La reivindicación tuvo después sus ecos en la prensa nacional (se publicaron artículos en los diarios Informaciones, Las Provincias, y ABC incluso les dedicó un editorial) y fue seguida de otras manifestaciones tanto en Cáceres como en Badajoz. Meses después, cuando algunos iniciaron sus estudios fuera de la región, mantuvieron igualmente la protesta en foros universitarios. «Recuerdo una asamblea de estudiantes en Madrid en la que levanté la mano para intervenir y reivindiqué la universidad en Extremadura. Al principio me miraron extrañados, pero después recibí un aplauso de los 200 universitarios que estaban allí reunidos», cuenta Roque Alonso.

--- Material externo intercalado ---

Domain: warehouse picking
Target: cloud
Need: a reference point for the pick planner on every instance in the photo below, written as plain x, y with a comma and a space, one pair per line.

Pero el atrevimiento también tuvo consecuencias; por ejemplo, en el certificado de buena conducta que necesitaban para que se les autorizara una prórroga del servicio militar obligatorio mientras estudiaban. «Cuando fui a pedirlo, me lo negaron, y de forma poco sutil me recomendaron que mejor me fuera de allí», revive Alonso.

Protestas de 1971 a 1973

«Supongo que nuestra marcha fue al menos un granito más dentro de ese sentir generalizado de reivindicación, incluso por parte del régimen en Cáceres y Badajoz», añade Alonso sobre las movilizaciones que se llevaron a cabo desde finales de 1971 y principios de 1973 en toda la región, por la universidad.

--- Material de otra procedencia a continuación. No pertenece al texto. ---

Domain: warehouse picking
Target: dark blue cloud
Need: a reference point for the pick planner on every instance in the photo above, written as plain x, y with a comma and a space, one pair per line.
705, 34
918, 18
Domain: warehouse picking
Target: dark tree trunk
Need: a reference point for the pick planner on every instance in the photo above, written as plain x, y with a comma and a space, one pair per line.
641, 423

«Cierto es que aún no había una conciencia regional clara y eso fue un problema», recuerdan los entonces estudiantes. De hecho, los periódicos de la época recogen que, al menos una parte de los problemas para crear la universidad radicaron en dónde se ubicarían los distintos centros y el rectorado ante la disputa que mantenían las dos provincias y sus capitales por atraer la enseñanza superior a su territorio. El punto de encuentro solo llegó después de que el ministro de Educación, José Luis Villar Palasí «encomendara» a las autoridades de las dos provincias formular una propuesta de consenso que se tradujo en dos campus, uno en Cáceres y otro en Badajoz.